You mean why it's faster than Quip# despite being all on-device? Because dequantization with HQQ is a simple linear operation. It's not even using a fused kernel, only the dequantization part is done on CUDA.
3- LoRA absorbs -zero x shift, not the shift, the shift is still there, including the BitNet/1.58 work. As the paragraph explains, the math is ignoring reshaping to make the math simple and easy to read.
Let's say you have a matrix of 4096x4096, with grouping done channel-wise (but no reshaping), the -zero x shift part is a rank-1 matrix (4096x1 .dot 1x4096), the lora data will be (4096xr .dot rx4096), you can merge them exactly into (4096x(r+1) .dot (r+1)x4096).
The point of that paragraph is to show two things: - Compared to the BitNet formulation, the additional zero-point (which is necessary to get good quantization results on pre-trained models with minimum calibration), has a negligible overhead. -More importantly, it explains how we even got the idea of adding low-rank adapters: it's not because LoRA is popular, it's because the zero-point alone results in a rank-1 matrix error which is not enough to express the quantization error. As the rank tends to min(num_rows, num_cols), the error goes down. So if we increase the rank by r via low-rank adapters, we would expect better results.
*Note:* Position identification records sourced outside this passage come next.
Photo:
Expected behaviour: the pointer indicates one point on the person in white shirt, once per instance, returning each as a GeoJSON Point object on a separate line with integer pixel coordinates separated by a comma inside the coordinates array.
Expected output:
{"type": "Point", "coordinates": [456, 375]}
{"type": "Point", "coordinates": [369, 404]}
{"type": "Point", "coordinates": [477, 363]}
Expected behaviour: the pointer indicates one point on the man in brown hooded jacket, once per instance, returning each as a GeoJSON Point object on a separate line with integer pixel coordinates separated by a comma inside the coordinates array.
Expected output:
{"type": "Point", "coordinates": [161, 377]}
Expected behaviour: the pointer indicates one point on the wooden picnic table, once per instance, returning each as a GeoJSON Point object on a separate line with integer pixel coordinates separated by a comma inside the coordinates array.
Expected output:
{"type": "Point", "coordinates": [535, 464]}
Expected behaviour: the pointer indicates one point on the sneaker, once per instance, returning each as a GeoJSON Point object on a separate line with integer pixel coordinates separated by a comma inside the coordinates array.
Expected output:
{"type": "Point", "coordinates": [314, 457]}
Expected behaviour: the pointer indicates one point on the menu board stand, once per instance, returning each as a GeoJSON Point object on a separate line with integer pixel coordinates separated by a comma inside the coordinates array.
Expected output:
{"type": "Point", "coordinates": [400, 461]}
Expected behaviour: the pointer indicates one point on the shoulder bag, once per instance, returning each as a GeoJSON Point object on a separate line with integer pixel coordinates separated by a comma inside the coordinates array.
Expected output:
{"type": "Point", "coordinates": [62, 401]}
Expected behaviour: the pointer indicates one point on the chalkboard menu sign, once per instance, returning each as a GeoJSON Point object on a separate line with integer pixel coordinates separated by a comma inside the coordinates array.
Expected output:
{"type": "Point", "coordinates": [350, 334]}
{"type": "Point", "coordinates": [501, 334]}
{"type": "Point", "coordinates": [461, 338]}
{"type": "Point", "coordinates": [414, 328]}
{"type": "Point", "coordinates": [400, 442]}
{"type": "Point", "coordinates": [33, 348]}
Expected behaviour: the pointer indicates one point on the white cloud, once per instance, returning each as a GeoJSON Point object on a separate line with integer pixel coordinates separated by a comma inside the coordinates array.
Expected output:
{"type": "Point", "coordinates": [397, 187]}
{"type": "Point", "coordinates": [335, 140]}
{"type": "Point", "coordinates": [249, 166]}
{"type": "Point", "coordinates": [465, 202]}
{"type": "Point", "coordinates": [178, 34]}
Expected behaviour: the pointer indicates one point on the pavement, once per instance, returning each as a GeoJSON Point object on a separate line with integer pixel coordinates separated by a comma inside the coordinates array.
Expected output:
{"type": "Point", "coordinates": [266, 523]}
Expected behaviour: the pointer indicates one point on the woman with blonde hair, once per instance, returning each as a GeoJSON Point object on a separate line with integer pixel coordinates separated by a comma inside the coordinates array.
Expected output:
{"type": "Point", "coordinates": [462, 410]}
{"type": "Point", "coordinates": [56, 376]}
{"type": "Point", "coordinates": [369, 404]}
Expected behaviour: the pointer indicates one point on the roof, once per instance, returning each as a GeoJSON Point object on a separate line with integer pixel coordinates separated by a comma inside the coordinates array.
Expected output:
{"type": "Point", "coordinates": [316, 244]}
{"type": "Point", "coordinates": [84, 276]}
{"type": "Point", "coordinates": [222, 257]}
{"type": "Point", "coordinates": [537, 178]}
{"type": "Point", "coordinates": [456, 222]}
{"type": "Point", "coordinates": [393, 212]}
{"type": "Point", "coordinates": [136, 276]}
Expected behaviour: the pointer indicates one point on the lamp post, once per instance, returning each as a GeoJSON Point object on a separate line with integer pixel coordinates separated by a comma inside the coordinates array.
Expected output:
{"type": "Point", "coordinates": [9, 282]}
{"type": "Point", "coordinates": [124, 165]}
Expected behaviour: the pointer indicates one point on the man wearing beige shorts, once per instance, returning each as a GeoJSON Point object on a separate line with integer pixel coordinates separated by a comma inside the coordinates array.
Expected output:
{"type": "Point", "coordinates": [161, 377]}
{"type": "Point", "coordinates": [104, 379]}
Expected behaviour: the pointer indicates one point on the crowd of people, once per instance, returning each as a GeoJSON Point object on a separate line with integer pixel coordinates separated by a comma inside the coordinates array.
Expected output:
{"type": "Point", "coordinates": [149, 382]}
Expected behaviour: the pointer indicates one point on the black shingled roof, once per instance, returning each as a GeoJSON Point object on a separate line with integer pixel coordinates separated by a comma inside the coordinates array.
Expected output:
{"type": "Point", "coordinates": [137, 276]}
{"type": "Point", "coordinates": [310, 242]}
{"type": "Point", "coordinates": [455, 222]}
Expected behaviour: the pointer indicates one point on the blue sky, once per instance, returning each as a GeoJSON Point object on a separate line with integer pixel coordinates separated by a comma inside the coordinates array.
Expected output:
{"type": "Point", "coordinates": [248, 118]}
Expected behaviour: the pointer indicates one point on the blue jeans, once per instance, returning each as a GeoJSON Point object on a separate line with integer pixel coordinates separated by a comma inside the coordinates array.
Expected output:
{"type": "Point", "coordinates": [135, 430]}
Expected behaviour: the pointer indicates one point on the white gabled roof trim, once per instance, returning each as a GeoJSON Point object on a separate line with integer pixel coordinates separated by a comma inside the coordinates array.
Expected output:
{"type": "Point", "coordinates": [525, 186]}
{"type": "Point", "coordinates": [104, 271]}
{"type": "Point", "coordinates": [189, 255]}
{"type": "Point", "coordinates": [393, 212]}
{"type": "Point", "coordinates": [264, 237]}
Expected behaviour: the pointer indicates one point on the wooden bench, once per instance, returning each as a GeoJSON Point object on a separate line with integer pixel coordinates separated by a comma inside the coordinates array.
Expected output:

Now, if we include the reshape with a lower-group size than the num_rows, the -zero x shift part is a rank-n matrix (4096xn dot nx4096), but it's not possible to properly estimate the rank n because that would highly depend on the nature of the weights matrix, but in the end, the LoRA part will be (4096x(n+r) .dot (n+r)x4096). We only use a lora rank of 8 for MLPs which are the larger matrices, so even if you double or even 4x to let's say n+r=32, it's still just 1/128=0.78% of the original matrix.
Merging -zero x scale with the low-rank adapters or not doesn't matter much, that would highly depending on which fused kernel implementation performs the best.